Selon la preuve, le Rottweiller a surgi du coin du mur d’un immeuble pour attaquer « sans aucune provocation de sa part » le chien de la victime.

Une morsure de chien coûte 5000$ à son maître

Le propriétaire d’un chien de race Rottweiller ayant infligé de sérieuses blessures à un homme, au printemps 2017 à Gatineau, a été condamné à verser plus de 5000 $ à la victime.

Dans un jugement rendu à la fin août devant la division des petites créances de la Cour du Québec, le juge Jean Faullem se penche sur un incident au cours duquel un citoyen a été « violemment » attaqué par le chien appartenant à un dénommé Mickael Guilbault. La victime se trouve alors sur le terrain avant de la résidence d’un ami, sur le chemin de Montréal Ouest, dans l’est de Gatineau.

« La preuve non contestée entendue au procès démontre que le chien qui attaque [...] appartient bien à M. Guilbault », lit-on dans le jugement, où l’on précise que le défendeur, « bien que dûment notifié », ne s’est pas présenté en cour.

Selon la preuve, le Rottweiller de M. Guilbault a surgi du coin du mur d’un immeuble pour attaquer « sans aucune provocation de sa part » le chien de la victime. Le chien ayant initié l’attaque était tenu en laisse par la conjointe de son propriétaire, « laquelle est manifestement dans l’impossibilité de le retenir et de le ramener à l’ordre », écrit le juge Faullem.

En voulant s’interposer entre les deux bêtes, la victime s’est fait mordre les mains par le chien de M. Guilbault. « Après l’attaque qui a duré environ une minute trente, [il] est conduit à l’hôpital par ambulance où il reçoit des traitements pour soigner une quinzaine de lésions à ses deux mains, lit-on dans le jugement. On doit lui installer des points de rapprochement et on lui prescrit des antibiotiques. »
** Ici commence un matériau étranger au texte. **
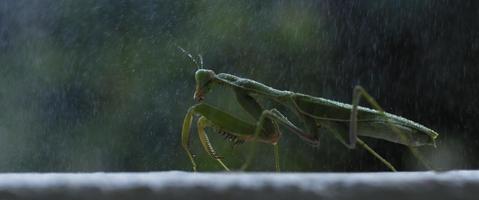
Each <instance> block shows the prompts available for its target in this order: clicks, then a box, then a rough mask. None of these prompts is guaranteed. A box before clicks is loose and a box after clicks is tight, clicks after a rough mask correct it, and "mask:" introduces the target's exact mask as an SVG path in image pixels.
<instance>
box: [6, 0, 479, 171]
mask: <svg viewBox="0 0 479 200" xmlns="http://www.w3.org/2000/svg"><path fill="white" fill-rule="evenodd" d="M477 4H478V3H476V1H474V0H464V1H452V0H451V1H447V0H443V1H436V0H424V1H414V0H401V1H372V0H364V1H356V0H353V1H338V0H317V1H312V0H311V1H307V0H296V1H253V0H224V1H205V0H200V1H191V0H190V1H179V0H158V1H153V0H149V1H147V0H145V1H133V0H84V1H75V0H61V1H60V0H42V1H41V0H36V1H35V0H34V1H32V0H4V1H1V2H0V171H2V172H20V171H146V170H191V165H190V163H189V160H188V158H187V156H186V154H185V152H184V151H183V149H182V148H181V146H180V140H179V139H180V131H181V123H182V120H183V117H184V115H185V113H186V111H187V109H188V108H189V107H190V106H192V105H194V103H195V102H194V101H193V99H192V96H193V92H194V84H195V83H194V72H195V70H196V66H195V65H194V64H193V63H192V62H191V60H190V59H189V58H188V57H187V56H186V55H185V54H183V53H182V52H180V51H178V49H177V48H176V45H178V46H181V47H183V48H184V49H186V50H188V51H190V52H191V53H192V54H194V55H197V54H201V55H202V56H203V58H204V62H205V66H206V67H207V68H209V69H213V70H215V71H216V72H218V73H221V72H223V73H230V74H234V75H237V76H242V77H246V78H250V79H254V80H257V81H259V82H262V83H265V84H267V85H270V86H272V87H275V88H278V89H282V90H291V91H295V92H301V93H305V94H310V95H314V96H321V97H325V98H330V99H333V100H338V101H341V102H346V103H349V102H350V101H351V93H352V88H353V87H354V86H355V85H358V84H359V85H362V86H363V87H364V88H366V90H367V91H369V92H370V93H371V94H372V95H373V96H374V97H375V98H376V100H378V102H379V103H380V104H381V105H382V106H383V107H384V108H385V109H386V110H387V111H389V112H391V113H395V114H399V115H401V116H404V117H406V118H408V119H411V120H414V121H417V122H420V123H422V124H424V125H426V126H428V127H430V128H432V129H434V130H436V131H437V132H439V133H440V137H439V139H438V147H437V148H436V149H434V148H423V149H421V152H422V153H423V154H424V156H425V157H426V159H427V160H428V161H430V162H431V163H432V164H433V165H434V166H435V167H436V168H437V169H457V168H477V167H478V166H479V159H477V157H476V156H475V155H476V153H477V152H478V151H479V136H478V134H477V130H479V123H477V121H478V120H479V116H478V113H479V106H478V102H479V84H478V83H477V77H478V75H479V69H478V67H477V65H478V64H479V24H478V23H477V20H479V12H477V11H478V10H479V6H478V5H477ZM224 101H227V100H224ZM225 104H227V105H229V106H234V105H235V104H234V102H227V103H225ZM192 131H193V132H192V135H193V136H194V137H193V138H192V143H191V145H192V150H193V151H194V152H195V153H196V154H197V155H198V157H197V158H198V159H197V162H198V164H199V169H200V170H208V171H210V170H221V168H220V167H219V166H217V163H216V162H215V161H214V160H212V159H210V158H209V157H207V156H206V154H205V152H204V151H203V149H202V148H201V146H200V144H199V141H198V139H197V137H196V134H195V129H193V130H192ZM210 135H211V137H212V140H213V143H214V145H215V147H217V150H218V151H219V152H220V154H221V155H223V156H225V158H226V159H225V162H226V163H227V164H229V165H230V167H231V168H233V169H235V168H238V167H239V166H240V165H241V163H242V162H243V161H244V158H245V154H244V152H245V151H246V150H247V149H248V145H242V146H238V147H233V146H232V145H231V143H228V142H226V141H225V140H223V139H222V137H220V136H216V135H214V133H211V134H210ZM283 136H284V137H283V138H282V140H281V142H280V147H281V154H280V156H281V163H280V164H281V167H282V168H283V169H284V170H286V171H375V170H387V168H385V167H384V166H383V165H382V164H381V163H380V162H378V161H377V160H376V159H375V158H373V157H372V156H370V155H369V154H368V153H367V152H365V151H364V150H361V149H357V150H348V149H346V148H344V147H343V146H342V145H341V144H340V143H339V142H337V141H335V140H334V139H332V138H331V137H328V136H324V137H323V138H322V145H321V147H320V148H319V149H315V148H312V147H310V146H308V144H305V143H304V142H302V141H301V140H300V139H298V138H297V137H295V136H294V135H292V134H290V133H288V132H287V131H285V134H284V135H283ZM366 141H367V142H368V143H369V144H370V145H371V146H372V147H373V148H375V149H376V150H377V151H378V152H379V153H381V154H382V155H384V156H385V157H386V158H387V159H388V160H390V161H391V162H392V163H393V164H394V165H395V166H397V167H398V168H399V169H401V170H416V169H423V167H422V166H421V165H420V164H419V163H418V162H417V160H415V159H414V158H413V157H412V156H411V154H410V152H408V150H407V148H405V147H403V146H401V145H397V144H393V143H388V142H385V141H378V140H366ZM251 170H274V163H273V152H272V148H271V147H270V146H268V145H260V147H259V148H258V155H257V156H256V159H255V161H254V163H253V165H252V166H251Z"/></svg>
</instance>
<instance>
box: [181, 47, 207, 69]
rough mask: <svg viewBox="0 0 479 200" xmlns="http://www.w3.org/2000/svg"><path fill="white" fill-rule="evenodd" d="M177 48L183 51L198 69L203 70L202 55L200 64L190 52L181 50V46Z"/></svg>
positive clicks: (199, 56) (184, 53)
mask: <svg viewBox="0 0 479 200" xmlns="http://www.w3.org/2000/svg"><path fill="white" fill-rule="evenodd" d="M176 47H177V48H178V49H179V50H181V51H182V52H183V53H184V54H186V55H187V56H188V57H190V59H191V60H192V61H193V62H194V63H195V65H196V67H197V68H198V69H203V57H202V56H201V55H198V57H199V59H200V64H198V62H197V61H196V59H195V58H194V57H193V56H192V55H191V53H190V52H188V51H186V50H185V49H183V48H181V47H180V46H178V45H176Z"/></svg>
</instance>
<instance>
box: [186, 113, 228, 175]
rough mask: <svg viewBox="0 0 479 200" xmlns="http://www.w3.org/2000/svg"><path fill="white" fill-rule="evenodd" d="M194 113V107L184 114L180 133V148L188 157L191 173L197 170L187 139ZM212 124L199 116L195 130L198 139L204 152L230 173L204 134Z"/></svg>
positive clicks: (208, 138)
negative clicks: (204, 150)
mask: <svg viewBox="0 0 479 200" xmlns="http://www.w3.org/2000/svg"><path fill="white" fill-rule="evenodd" d="M194 112H195V107H192V108H190V109H189V110H188V113H187V114H186V117H185V119H184V122H183V130H182V132H181V135H182V137H181V138H182V146H183V148H184V149H185V151H186V153H187V154H188V157H189V158H190V161H191V164H192V165H193V171H196V170H197V165H196V162H195V160H194V157H193V155H192V154H191V152H190V150H189V145H188V144H189V138H190V128H191V122H192V119H193V113H194ZM211 126H213V124H212V123H211V122H210V121H209V120H207V119H206V118H205V117H204V116H201V117H200V118H199V119H198V121H197V129H198V137H199V139H200V142H201V144H202V146H203V148H204V149H205V151H206V152H207V153H208V154H209V155H210V156H211V157H212V158H213V159H215V160H216V161H218V162H219V163H220V165H221V166H222V167H223V168H224V169H225V170H226V171H230V169H229V168H228V167H227V166H226V165H225V164H224V163H223V161H222V160H221V156H218V155H217V154H216V151H215V149H214V148H213V146H212V145H211V143H210V141H209V138H208V135H207V134H206V131H205V129H206V128H207V127H211Z"/></svg>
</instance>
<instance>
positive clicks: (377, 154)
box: [323, 124, 397, 172]
mask: <svg viewBox="0 0 479 200" xmlns="http://www.w3.org/2000/svg"><path fill="white" fill-rule="evenodd" d="M323 125H324V126H323V127H324V128H326V130H327V131H328V132H329V133H332V134H333V135H334V137H335V138H336V139H337V140H339V142H340V143H341V144H343V145H344V146H346V147H349V144H348V143H347V142H346V139H345V134H341V133H345V132H346V131H345V129H346V126H334V125H333V124H323ZM356 142H357V143H358V144H359V145H360V146H361V147H362V148H364V149H365V150H366V151H368V152H369V153H370V154H371V155H373V156H374V157H376V158H377V159H378V160H379V161H381V162H382V163H383V164H384V165H385V166H386V167H388V168H389V169H390V170H391V171H393V172H395V171H397V170H396V168H395V167H394V166H393V165H392V164H391V163H390V162H389V161H387V160H386V159H385V158H383V157H382V156H381V155H379V154H378V153H377V152H376V151H375V150H374V149H372V148H371V147H369V145H367V144H366V143H365V142H364V141H363V140H361V139H360V138H356Z"/></svg>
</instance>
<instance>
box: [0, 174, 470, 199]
mask: <svg viewBox="0 0 479 200" xmlns="http://www.w3.org/2000/svg"><path fill="white" fill-rule="evenodd" d="M3 199H92V200H94V199H118V200H122V199H195V200H202V199H208V200H212V199H238V200H254V199H275V200H281V199H316V200H317V199H391V200H394V199H401V200H402V199H421V200H423V199H433V200H441V199H479V171H449V172H398V173H390V172H387V173H280V174H275V173H190V172H178V171H171V172H150V173H19V174H17V173H12V174H0V200H3Z"/></svg>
L’homme victime de l’attaque a témoigné que « les morsures lui ont occasionné des douleurs névralgiques importantes au bras droit et qu’encore aujourd’hui, il ressent un inconfort lorsqu’il serre le poing ». La guérison des plaies s’est étalée sur une dizaine de jours.

Le juge a rappelé qu’en vertu du Code civil du Québec, « le propriétaire d’un animal est responsable des dommages causés par celui-ci », qu’il soit en sa compagnie ou confié à un tiers lors des événements.

Le témoignage de la victime et la preuve documentaire ont ainsi démontré de façon prépondérante « le bien-fondé de la réclamation jusqu’à concurrence d’une somme de 5000 $ ». Ce montant a donc été accordé « en raison des douleurs, souffrances et inconvénients » subis. Les dépenses pour le transport en ambulance et le médicament prescrit ont aussi été acceptées, pour une indemnisation totale de 5166,68 $ de la part du propriétaire du chien ayant commis l’attaque. Le tribunal a aussi condamné M. Guilbault à payer les frais de justice, qui s’élèvent à 211,72 $.

Lors du procès, le demandeur a aussi souligné qu’il souhaitait « que des mesures soient prises afin d’éviter qu’un autre événement semblable ne se produise ». Le tribunal n’a pas pu donner suite à cette demande, faute d’avoir « tous les éléments factuels » pour le faire. Le juge note tout de même qu’« un formulaire de signalement à l’égard d’un animal domestique mordeur a été rempli par le Centre intégré de santé et de services sociaux de l’Outaouais ». « Il reste à espérer que celui-ci a été transmis aux autorités appropriées et que celles-ci y ont donné suite en raison de la gravité de l’attaque », souligne le juge.